4. Daire         2005/361 E.  ,  2005/1694 K.
T.C.
D A N I Ş T A Y
DÖRDÜNCÜ DAİRE
Esas No : 2005/361
Karar No: 2005/1694

Temyiz Eden : …
Vekili : …
Karşı Taraf : Rami Vergi Dairesi Müdürlüğü/İSTANBUL
İstemin Özeti : … Limited Şirketi adına 2000 ve 2001 yıllarına ilişkin muhtelif vergi borçlarıyla ilgili olarak düzenlenen ihbarnamelere karşı dava açılmıştır. …Vergi Mahkemesi … günlü ve E:…, K:… sayılı kararıyla; 2577 sayılı İdari Yargılama Usulü Kanunu’nun 14 üncü maddesinin 3 üncü fıkrasının c/bendinde dava dilekçelerinin “ehliyet” yönünden inceleneceği ve 15 inci maddenin 1 nci fıkrasının b/bendinde ise ehliyetsiz kişinin davayı açması halinde davanın reddedileceğinin öngörüldüğü, Türk Ticaret Kanununun 540 ıncı maddesinde, limited şirketlerde aksi kararlaştırılmadıkça, ortakların hep birlikte müdür sıfatıyla şirketi temsil edeceklerinin öngörüldüğü, … Limited Şirketi’nin ortağı iken 16.10.2001 tarihinde hisselerini devrederek şirketle ilişkisini kesen davacıya, şirket adına düzenlenen ihbarnamelerin tebliğ edilmesi üzerine dava açıldığı, ihbarnamelerin şirket adına düzenlendiği, şirketteki hisselerini 16.10.2001 tarihinde devreden davacının şirket adına düzenlenen ihbarnamelere dava açamayacağı gerekçesiyle davanın ehliyet yönünden reddine karar vermiştir.
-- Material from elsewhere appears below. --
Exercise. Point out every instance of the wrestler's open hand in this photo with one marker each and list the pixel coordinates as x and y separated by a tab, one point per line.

Davacı ,ihbarnamelerin tebliğ alındılarının üzerine kendi adının yazıldığını, ehliyetli kişinin dava açması için dilekçenin reddine karar verilmesi gerektiğini ileri sürmekte, kararın bozulmasını istemektedir.
Savunmanın Özeti : Yasal dayanaktan yoksun bulunan temyiz isteminin reddi gerektiği savunulmuştur.
Tetkik Hakimi …’ın Düşüncesi : Temyiz dilekçesinde öne sürülen hususlar, temyize konu mahkeme kararının bozulmasını sağlayacak nitelikte bulunmadığından temyiz isteminin reddi gerektiği düşünülmektedir.
Danıştay Savcısı …’nun Düşüncesi : İdare ve vergi mahkemelerince verilen kararların temyizen incelenerek bozulabilmesi için, 2577 sayılı İdari Yargılama Usulü Kanununun 49 uncu maddesinin birinci fıkrasında belirtilen nedenlerin bulunması gerekmektedir.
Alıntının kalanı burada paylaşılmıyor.